Depending on the range, premium customers are likely to get access to private shooting lanes, concierge treatment, executive lounges, complimentary gun cleaning, cigar rooms and other pampering.

“We’re still growing and getting new members every week,” said Richard Abramson, Centennial’s general manager.

That’s not to say the new clubs are just for the wealthy. Part of the trend is being attributed to what some in the industry call “Gun Culture 2.0,” a new generation of nonhunting firearms owners that is more diverse, independent and socially active. A recent study by the NSSF found that new target shooters are increasingly younger, female and urban.

“We’ve seen a whole new market get into firearms ownership,” said NSSF’s Snow.

Demetra Caston, a 33-year-old mom, wife and graduate student who took up target shooting a year ago, recalled going to other ranges before Frisco Gun Club opened.

“They were real kind of dark and dingy, so to speak,” she said. “In all honesty, it was intimidating.”

Snow likens the customer service and layouts at the ritzier ranges to that of an Apple store.
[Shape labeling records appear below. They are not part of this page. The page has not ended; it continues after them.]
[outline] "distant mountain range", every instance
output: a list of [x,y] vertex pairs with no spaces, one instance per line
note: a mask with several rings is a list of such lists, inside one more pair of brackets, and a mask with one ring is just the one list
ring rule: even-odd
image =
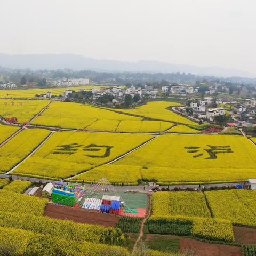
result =
[[249,72],[216,67],[199,67],[147,60],[127,62],[98,60],[71,54],[9,55],[0,53],[0,66],[33,70],[71,69],[74,70],[89,69],[107,72],[184,72],[201,76],[256,77],[256,75]]

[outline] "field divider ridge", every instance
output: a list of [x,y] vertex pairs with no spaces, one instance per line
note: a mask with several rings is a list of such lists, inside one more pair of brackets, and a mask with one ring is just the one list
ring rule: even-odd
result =
[[[132,153],[134,151],[137,150],[137,149],[139,149],[139,148],[141,148],[143,146],[146,145],[148,143],[149,143],[150,141],[152,141],[152,140],[154,140],[155,139],[156,139],[156,138],[157,138],[158,137],[159,137],[159,135],[155,136],[154,137],[152,138],[150,140],[147,141],[146,142],[144,142],[143,144],[141,144],[141,145],[138,146],[136,148],[134,148],[133,149],[132,149],[131,150],[129,151],[129,152],[127,152],[126,153],[124,154],[123,155],[122,155],[122,156],[120,156],[119,157],[117,157],[117,158],[114,159],[114,160],[111,160],[111,161],[110,161],[108,163],[102,164],[100,164],[100,165],[98,165],[98,166],[95,166],[95,167],[94,167],[93,168],[92,168],[90,170],[92,170],[92,169],[94,169],[94,168],[97,168],[98,167],[101,166],[102,165],[107,165],[108,164],[112,164],[113,163],[114,163],[115,162],[118,161],[118,160],[119,160],[120,159],[124,157],[125,156],[127,156],[129,154]],[[90,170],[87,170],[85,171],[85,172],[81,172],[81,173],[78,173],[78,174],[75,175],[74,176],[72,176],[71,177],[67,178],[65,179],[65,180],[71,180],[72,179],[74,179],[74,178],[76,178],[77,176],[79,176],[79,175],[83,174],[83,173],[85,173],[88,172],[89,171],[90,171]]]
[[13,171],[16,170],[22,163],[26,162],[26,161],[32,156],[51,137],[54,133],[54,131],[52,131],[51,133],[28,156],[27,156],[25,158],[24,158],[21,162],[20,162],[17,165],[16,165],[14,167],[12,168],[9,172],[6,172],[6,174],[10,174]]

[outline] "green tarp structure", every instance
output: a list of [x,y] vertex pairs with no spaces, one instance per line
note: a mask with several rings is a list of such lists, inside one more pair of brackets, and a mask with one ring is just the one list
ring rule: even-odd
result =
[[54,203],[57,203],[65,205],[74,206],[77,202],[77,200],[76,197],[70,197],[70,196],[65,196],[64,195],[52,193],[52,201]]

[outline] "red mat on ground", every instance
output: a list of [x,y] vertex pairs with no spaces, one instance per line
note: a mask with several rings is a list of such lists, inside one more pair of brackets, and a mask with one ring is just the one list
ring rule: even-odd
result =
[[144,208],[137,208],[138,213],[125,213],[125,209],[122,209],[120,211],[119,214],[121,216],[129,216],[130,217],[145,218],[147,215],[147,210]]

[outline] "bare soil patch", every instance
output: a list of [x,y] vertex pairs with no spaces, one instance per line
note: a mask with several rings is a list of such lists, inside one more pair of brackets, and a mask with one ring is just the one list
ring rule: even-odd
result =
[[189,252],[191,255],[196,256],[241,256],[241,249],[216,244],[207,244],[193,239],[180,239],[181,253]]
[[53,219],[73,220],[76,222],[94,224],[105,227],[115,227],[120,218],[118,215],[69,206],[57,206],[55,204],[49,204],[44,215]]
[[233,227],[236,243],[241,244],[256,244],[256,229]]

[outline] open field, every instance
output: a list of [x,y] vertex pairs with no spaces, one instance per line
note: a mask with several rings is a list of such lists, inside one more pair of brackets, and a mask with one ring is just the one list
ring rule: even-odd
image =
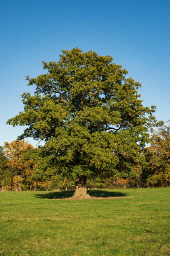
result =
[[[168,255],[170,188],[0,193],[0,255]],[[125,196],[132,197],[126,198]]]

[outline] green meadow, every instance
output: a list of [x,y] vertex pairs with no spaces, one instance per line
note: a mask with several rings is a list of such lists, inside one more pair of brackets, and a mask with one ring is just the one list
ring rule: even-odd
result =
[[0,255],[168,255],[170,188],[0,193]]

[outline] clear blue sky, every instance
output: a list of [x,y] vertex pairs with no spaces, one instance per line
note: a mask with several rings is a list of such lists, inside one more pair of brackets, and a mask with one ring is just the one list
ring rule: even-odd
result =
[[157,106],[158,120],[170,119],[169,0],[10,0],[0,7],[0,145],[23,131],[5,124],[23,110],[20,95],[33,92],[25,76],[43,73],[42,61],[76,46],[112,56],[142,83],[143,104]]

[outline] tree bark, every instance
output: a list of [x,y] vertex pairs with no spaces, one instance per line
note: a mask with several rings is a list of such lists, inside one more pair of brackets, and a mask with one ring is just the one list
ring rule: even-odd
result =
[[4,182],[2,182],[2,190],[1,191],[2,192],[4,192]]
[[81,175],[78,177],[75,181],[75,190],[72,198],[90,198],[90,196],[88,193],[86,185],[87,176]]

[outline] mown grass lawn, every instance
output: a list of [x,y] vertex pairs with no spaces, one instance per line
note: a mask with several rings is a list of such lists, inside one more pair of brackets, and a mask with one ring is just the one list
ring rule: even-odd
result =
[[170,255],[170,188],[72,193],[0,193],[0,255]]

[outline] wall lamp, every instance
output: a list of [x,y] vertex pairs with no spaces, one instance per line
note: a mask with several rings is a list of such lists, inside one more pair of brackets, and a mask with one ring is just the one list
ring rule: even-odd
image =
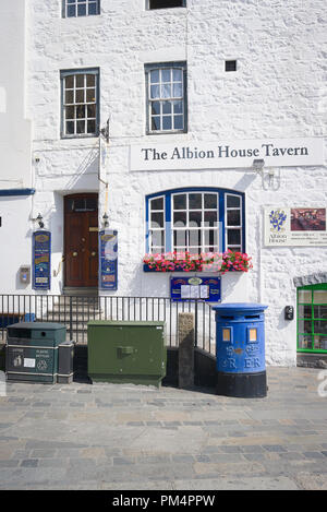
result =
[[263,158],[255,158],[253,160],[252,168],[254,172],[256,172],[257,175],[263,175],[264,166],[265,166],[265,160]]
[[44,217],[41,216],[40,213],[36,217],[36,221],[38,222],[38,225],[39,225],[40,229],[43,229],[45,227],[45,223],[44,223]]
[[108,221],[108,215],[107,215],[107,212],[104,213],[102,215],[102,219],[104,219],[104,226],[105,227],[108,227],[109,226],[109,221]]

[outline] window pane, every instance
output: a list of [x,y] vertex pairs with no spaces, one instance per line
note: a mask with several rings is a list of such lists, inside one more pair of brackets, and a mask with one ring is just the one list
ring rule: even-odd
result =
[[164,213],[152,213],[152,227],[164,227]]
[[160,116],[160,102],[152,102],[152,114]]
[[68,121],[65,123],[65,133],[72,135],[74,133],[74,121]]
[[228,229],[228,231],[227,231],[227,243],[228,243],[228,246],[239,246],[241,243],[241,231],[240,231],[240,229]]
[[77,16],[86,16],[86,5],[77,5]]
[[186,231],[183,229],[173,231],[173,246],[174,248],[184,249],[186,248]]
[[238,207],[241,206],[241,198],[238,198],[237,195],[227,195],[227,207],[232,209],[232,207]]
[[171,130],[171,116],[162,117],[162,130]]
[[240,226],[241,225],[241,211],[240,210],[228,210],[227,211],[227,225],[228,226]]
[[[307,308],[307,306],[300,306],[300,308]],[[327,306],[314,306],[314,318],[327,319]]]
[[161,70],[161,82],[171,82],[171,70]]
[[159,98],[160,97],[160,85],[152,85],[150,86],[150,96],[152,96],[152,98]]
[[[311,320],[299,320],[299,333],[311,334],[312,332],[312,322]],[[316,331],[319,332],[319,331]]]
[[65,119],[75,119],[75,107],[65,107]]
[[312,337],[304,334],[299,335],[298,341],[299,348],[312,348]]
[[171,85],[164,84],[161,85],[161,98],[171,98]]
[[152,130],[160,130],[160,118],[153,117],[152,118]]
[[150,83],[158,84],[159,83],[159,70],[150,71]]
[[190,227],[201,227],[202,212],[190,212],[189,213],[189,225]]
[[174,210],[186,210],[186,194],[177,194],[173,197]]
[[186,226],[186,212],[174,212],[173,213],[173,227],[185,227]]
[[164,198],[153,199],[152,210],[164,210]]
[[327,289],[314,290],[314,303],[327,303]]
[[165,231],[152,231],[152,245],[155,247],[164,247]]
[[95,133],[95,132],[96,132],[96,122],[87,121],[87,133]]
[[182,82],[182,70],[172,70],[172,80],[173,82]]
[[173,116],[173,128],[174,130],[183,130],[184,128],[184,118],[183,116]]
[[85,133],[85,121],[77,121],[76,122],[76,132],[77,133]]
[[327,322],[324,321],[324,320],[315,320],[314,321],[314,332],[315,333],[320,333],[320,334],[327,334]]
[[204,203],[205,209],[217,209],[217,194],[205,194]]
[[189,245],[201,246],[201,229],[190,229],[189,231]]
[[202,209],[202,194],[199,194],[199,193],[190,193],[190,195],[189,195],[189,207],[190,207],[190,210],[201,210]]
[[300,289],[299,290],[299,302],[311,303],[312,301],[312,291],[311,289]]
[[183,114],[183,102],[172,102],[173,114]]
[[171,103],[162,102],[162,114],[171,114]]
[[308,305],[299,306],[299,318],[311,318],[311,314],[312,314],[311,306]]
[[70,75],[64,79],[64,86],[65,88],[73,88],[74,87],[74,76]]
[[173,97],[181,98],[183,97],[183,85],[181,83],[173,84]]
[[204,222],[206,227],[217,226],[217,212],[205,212]]

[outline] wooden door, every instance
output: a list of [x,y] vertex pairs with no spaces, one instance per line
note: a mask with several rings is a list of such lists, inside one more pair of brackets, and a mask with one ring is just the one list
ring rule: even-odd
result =
[[98,286],[98,198],[64,198],[64,274],[68,287]]

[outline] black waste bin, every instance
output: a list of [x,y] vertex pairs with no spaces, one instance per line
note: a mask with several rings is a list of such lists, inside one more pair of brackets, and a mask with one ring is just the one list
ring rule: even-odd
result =
[[217,393],[267,395],[265,314],[261,303],[221,303],[216,311]]

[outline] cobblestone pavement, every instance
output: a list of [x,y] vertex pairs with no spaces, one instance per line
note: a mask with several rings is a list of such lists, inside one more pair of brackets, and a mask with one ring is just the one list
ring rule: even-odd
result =
[[202,389],[8,383],[0,489],[326,490],[319,370],[267,373],[268,396],[257,400]]

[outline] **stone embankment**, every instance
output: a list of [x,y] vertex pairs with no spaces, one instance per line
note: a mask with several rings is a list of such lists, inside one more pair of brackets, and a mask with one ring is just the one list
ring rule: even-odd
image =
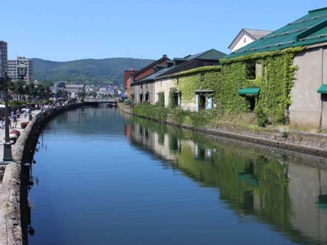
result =
[[[120,104],[120,108],[124,112],[133,114],[132,108],[129,106]],[[170,120],[169,116],[167,121],[163,122],[212,135],[327,157],[326,134],[310,133],[296,130],[281,131],[266,128],[263,128],[261,130],[251,131],[244,129],[236,124],[232,123],[221,124],[215,128],[197,128],[188,125],[176,124]]]
[[31,163],[38,138],[51,118],[64,111],[82,105],[74,104],[51,108],[35,116],[12,146],[14,161],[0,167],[0,245],[28,243],[30,207],[27,200],[28,171],[24,164]]

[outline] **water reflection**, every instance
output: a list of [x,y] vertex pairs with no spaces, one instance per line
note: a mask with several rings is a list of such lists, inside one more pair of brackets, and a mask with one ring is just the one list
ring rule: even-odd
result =
[[59,115],[38,141],[30,244],[327,241],[324,158],[106,107]]
[[325,159],[125,117],[125,133],[134,147],[201,187],[217,188],[240,223],[254,218],[293,242],[327,242]]

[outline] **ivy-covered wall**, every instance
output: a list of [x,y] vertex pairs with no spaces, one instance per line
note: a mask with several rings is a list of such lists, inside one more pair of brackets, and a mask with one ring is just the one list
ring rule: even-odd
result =
[[[195,103],[196,90],[214,90],[214,104],[226,113],[248,112],[249,102],[238,92],[242,88],[259,87],[261,91],[256,99],[256,112],[260,111],[258,114],[273,123],[284,123],[285,109],[291,103],[290,91],[297,69],[293,65],[293,59],[303,49],[299,47],[223,59],[221,66],[175,74],[178,79],[175,86],[181,92],[183,104]],[[261,70],[257,71],[255,79],[247,79],[249,62],[260,65]]]

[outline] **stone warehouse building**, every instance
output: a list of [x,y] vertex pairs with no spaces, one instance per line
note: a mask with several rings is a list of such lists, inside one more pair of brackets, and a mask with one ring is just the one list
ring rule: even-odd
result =
[[[183,58],[175,58],[167,62],[166,67],[160,67],[155,72],[144,77],[132,84],[134,88],[134,101],[138,104],[142,101],[149,101],[154,104],[158,101],[158,94],[164,94],[165,106],[169,104],[169,94],[170,88],[174,86],[173,74],[180,72],[196,67],[216,66],[219,64],[219,59],[225,54],[212,49],[194,55]],[[158,80],[158,79],[162,78]],[[176,93],[176,101],[178,100]],[[149,100],[147,100],[147,99]],[[184,109],[191,109],[186,108]]]
[[[139,94],[137,94],[135,95],[134,91],[132,91],[136,87],[134,86],[137,84],[138,81],[143,78],[156,72],[158,69],[167,66],[169,65],[168,64],[170,64],[172,63],[172,60],[167,57],[166,55],[164,55],[160,59],[153,62],[139,70],[134,70],[134,68],[125,70],[124,71],[124,80],[125,94],[126,99],[137,103],[139,103],[142,100],[145,100],[147,99],[150,100],[150,98],[149,95],[150,93],[148,92],[150,90],[150,88],[148,88],[147,86],[143,88],[142,86],[142,88],[141,88],[142,89],[139,89],[141,93]],[[145,89],[144,90],[143,90],[143,88]],[[147,94],[146,93],[148,93]],[[151,100],[153,101],[153,99],[151,99]]]
[[[294,56],[291,64],[281,63],[293,65],[296,69],[294,84],[279,84],[290,85],[289,89],[278,87],[277,81],[269,80],[270,78],[267,77],[273,76],[270,69],[272,69],[273,61],[267,61],[269,55],[274,56],[275,59],[281,56],[286,59],[288,56]],[[224,63],[229,65],[244,61],[252,64],[255,62],[257,68],[260,67],[259,70],[255,70],[255,79],[260,77],[263,71],[265,73],[264,79],[270,85],[258,88],[260,89],[257,92],[259,103],[265,94],[270,92],[268,90],[284,89],[286,96],[289,94],[287,98],[289,101],[283,104],[277,91],[273,95],[281,100],[274,106],[282,107],[286,111],[291,123],[327,128],[327,69],[325,65],[327,62],[327,8],[309,11],[307,15],[232,52],[224,59]],[[287,66],[279,67],[285,71],[288,68]],[[279,78],[292,80],[290,77]],[[244,87],[239,88],[247,88],[245,83],[243,83]],[[264,108],[266,110],[269,109]]]

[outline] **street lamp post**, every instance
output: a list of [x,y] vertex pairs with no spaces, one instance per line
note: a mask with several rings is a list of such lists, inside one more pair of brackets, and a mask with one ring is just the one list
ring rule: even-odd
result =
[[[27,67],[24,64],[20,64],[17,66],[17,71],[18,76],[22,80],[27,72]],[[8,98],[8,83],[10,81],[10,78],[8,77],[7,71],[5,72],[4,77],[2,78],[2,82],[5,85],[5,142],[4,143],[4,155],[3,163],[8,163],[13,160],[12,154],[11,152],[11,143],[9,138],[9,108]]]
[[5,84],[5,143],[4,143],[4,162],[12,161],[11,154],[11,143],[9,138],[9,112],[8,108],[8,83],[10,79],[8,77],[7,71],[5,72],[5,76],[3,79]]
[[[20,63],[17,66],[17,71],[18,74],[18,76],[20,77],[20,79],[24,81],[24,77],[26,76],[26,74],[27,73],[27,66],[24,63]],[[25,87],[26,87],[26,86]],[[31,121],[32,119],[32,110],[30,109],[30,113],[29,113],[29,120]]]

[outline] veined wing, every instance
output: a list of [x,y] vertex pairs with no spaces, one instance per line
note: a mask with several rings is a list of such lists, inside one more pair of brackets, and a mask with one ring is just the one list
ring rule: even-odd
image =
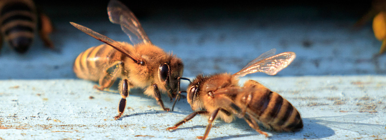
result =
[[126,55],[127,57],[132,60],[135,63],[138,64],[143,64],[142,60],[140,59],[137,56],[133,54],[132,52],[130,52],[125,49],[125,48],[122,46],[122,44],[121,44],[119,42],[116,42],[107,36],[92,30],[87,27],[72,22],[70,22],[70,24],[71,24],[72,26],[76,27],[79,30],[84,32],[86,34],[87,34],[90,35],[93,38],[95,38],[97,40],[98,40],[101,42],[102,42],[107,44],[111,46],[112,46],[114,48],[115,48],[118,51],[119,51],[120,52]]
[[257,72],[275,75],[291,64],[296,56],[293,52],[285,52],[272,56],[275,52],[276,50],[272,49],[264,52],[233,76],[241,77]]
[[123,4],[116,0],[110,0],[107,14],[111,22],[121,25],[133,44],[151,43],[137,18]]

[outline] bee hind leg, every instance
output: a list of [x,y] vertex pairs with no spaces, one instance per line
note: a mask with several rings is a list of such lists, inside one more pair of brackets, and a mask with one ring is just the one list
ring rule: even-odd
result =
[[244,116],[244,120],[245,120],[245,122],[247,122],[247,123],[248,123],[248,124],[249,124],[249,126],[251,126],[252,128],[256,130],[256,132],[258,132],[261,134],[264,134],[265,136],[265,137],[268,137],[269,136],[268,136],[268,134],[267,134],[265,132],[263,132],[260,130],[260,128],[259,128],[259,124],[257,124],[256,120],[254,120],[253,118],[251,118],[249,117],[249,115],[246,114]]
[[126,98],[129,96],[129,90],[133,86],[133,85],[127,79],[122,80],[120,85],[121,85],[120,86],[122,88],[120,90],[119,93],[122,98],[119,100],[119,104],[118,106],[118,115],[114,117],[115,120],[119,119],[123,114],[126,107]]
[[181,124],[183,124],[185,122],[186,122],[189,121],[189,120],[190,120],[190,119],[193,118],[196,115],[198,114],[209,114],[209,112],[207,111],[200,111],[200,112],[192,112],[185,118],[182,120],[180,121],[179,122],[177,122],[177,124],[175,124],[174,126],[168,128],[166,128],[167,130],[168,131],[171,131],[175,130],[177,129],[177,128]]

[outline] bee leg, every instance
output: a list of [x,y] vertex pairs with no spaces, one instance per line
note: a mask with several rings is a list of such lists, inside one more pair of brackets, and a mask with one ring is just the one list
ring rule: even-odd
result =
[[[118,61],[111,64],[105,71],[105,76],[99,79],[99,85],[100,86],[98,86],[97,85],[95,85],[94,86],[94,88],[99,90],[103,90],[104,88],[111,86],[115,81],[118,76],[117,74],[120,71],[120,70],[122,68],[123,66],[123,62],[122,61]],[[113,69],[112,72],[109,73],[109,70],[112,68]]]
[[253,118],[251,119],[251,118],[249,116],[249,115],[245,115],[244,116],[244,120],[245,120],[245,122],[247,122],[247,123],[248,123],[248,124],[249,124],[249,126],[251,126],[252,128],[254,128],[255,130],[256,130],[256,132],[258,132],[261,134],[264,134],[265,136],[265,137],[268,137],[268,134],[267,134],[265,132],[262,131],[260,128],[259,128],[259,124],[257,124],[256,120],[254,120]]
[[181,88],[181,88],[181,80],[188,80],[189,82],[190,82],[190,80],[189,80],[188,78],[180,77],[180,78],[178,78],[177,79],[178,80],[178,86],[177,86],[178,87],[178,94],[177,94],[177,96],[175,96],[175,100],[174,100],[174,102],[173,103],[173,106],[171,106],[171,111],[172,112],[174,109],[174,105],[175,105],[175,102],[177,102],[177,100],[179,101],[179,100],[181,98],[180,98],[181,96],[182,96],[182,98],[183,98],[183,96],[182,95],[181,95],[181,92],[186,92],[186,91],[181,91]]
[[127,79],[122,80],[120,85],[121,85],[120,86],[122,88],[121,88],[119,94],[121,94],[122,98],[119,100],[119,104],[118,106],[118,115],[114,117],[115,120],[119,119],[123,114],[126,107],[126,98],[129,96],[129,90],[133,86],[132,84]]
[[242,116],[245,116],[245,112],[247,112],[247,108],[248,108],[248,106],[249,106],[249,103],[251,102],[251,101],[252,100],[252,94],[248,94],[248,96],[247,98],[247,100],[245,100],[245,107],[244,108],[242,109],[242,112],[241,113]]
[[39,12],[39,36],[42,38],[44,45],[50,48],[54,49],[54,44],[52,43],[49,35],[54,30],[52,22],[48,16],[42,12]]
[[158,104],[159,104],[159,106],[161,106],[161,107],[162,108],[162,109],[163,109],[166,112],[170,111],[170,109],[169,109],[169,108],[165,108],[165,106],[163,105],[163,102],[161,98],[161,94],[159,92],[159,90],[158,89],[158,86],[157,86],[157,84],[153,84],[153,87],[154,88],[154,92],[155,100],[157,100],[157,102],[158,102]]
[[209,113],[209,112],[207,111],[200,111],[200,112],[192,112],[185,118],[182,120],[181,120],[180,122],[177,122],[177,124],[175,124],[174,126],[168,128],[166,128],[167,130],[168,131],[171,131],[174,130],[176,129],[177,129],[177,128],[178,128],[179,126],[181,126],[181,124],[183,124],[185,122],[186,122],[189,121],[189,120],[190,120],[190,119],[193,118],[197,114],[207,114]]
[[212,123],[213,122],[213,120],[215,120],[215,119],[216,119],[216,117],[217,116],[217,114],[219,113],[219,111],[220,110],[223,110],[224,109],[221,108],[218,108],[215,110],[212,113],[212,114],[211,114],[211,116],[209,118],[209,120],[208,120],[208,122],[209,123],[209,124],[208,124],[208,126],[207,126],[207,129],[205,130],[205,134],[204,134],[204,136],[197,136],[197,138],[199,139],[203,139],[203,140],[205,140],[208,137],[208,135],[209,134],[209,132],[211,130],[211,128],[212,128]]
“I wouldn’t say really glamour,” he said. “It’s just trying to put together a cleaner, more professional image than what has been the normal range, retail layout.”

Concrete floors and polished metal decor give Lock & Load Miami a nightclub feel.

“We’re in the middle of an entertainment area, we’re an entertainment complex, if you will,” said general manager Mike Pryor.

The range, which opened in September, offers memberships to shooters who pass background checks and complete safety orientations. Nonmembers can’t bring their own guns but may buy packages to shoot an assortment of fully automatic rifles.

Pryor said that 20 people, including two women from Singapore, were waiting for the range to open last Thursday so they could purchase one of the machine gun packages, which are priced from $82.50 for the “Cadet” to $545 for the “Automatic Gratification.” The shoots are supervised one-on-one by former military or law enforcement officers.

“We don’t want to just hand them a gun and just say ‘here,’” said Pryor, a retired Miami Beach police officer. “We make it an experience. We want them to get some real world-type training.”

From member polo shirts in Miami to filet mignon in Texas to scheduling shoots via an iPhone app in Denver, many are starting to ask, are guns the new golf?

“A lot of people who have joined here have given up their golf country club membership in lieu of doing this," said Johnson, whose Frisco club restaurant features an executive chef.

Frisco Gun Club doesn’t permit shooters younger than 8 but is planning a promotion where a family of four can get a pizza, drinks, a rental handgun and time on the range for about $90.

“We're going to compare it to, ‘Hey, you could go out to the movies with the family or you could go bowling with the family or you can come do this with the family,’ and the price is pretty competitive,” Johnson said.

The promotion is proof that the U.S. is too careless about guns, said Sugarmann with the Violence Policy Center.

“Only with guns can we have a conversation with a straight face about bringing 8-year-olds, 10-year-olds into a situation where you have lethal weaponry passing hands, being used to fire at targets, even full auto,” he said. “If we were talking about alcohol, smoking or any other product, people would say there's something wrong with that. But because it's guns, it is viewed as being different.”

Caston said she supports the family night concept, but doesn’t think her 9- and 7-year-old daughters are ready for the range. Instead, she plans on enrolling them in Frisco Gun Club’s “The Eddie Eagle” class, an NRA-sponsored program that teaches young children important steps to take if they find a gun.

“I want to get them a little more training before we get going,” Caston said. “But I think it's a great idea because of the way that the club is set up, it's easier to bring your children and family.”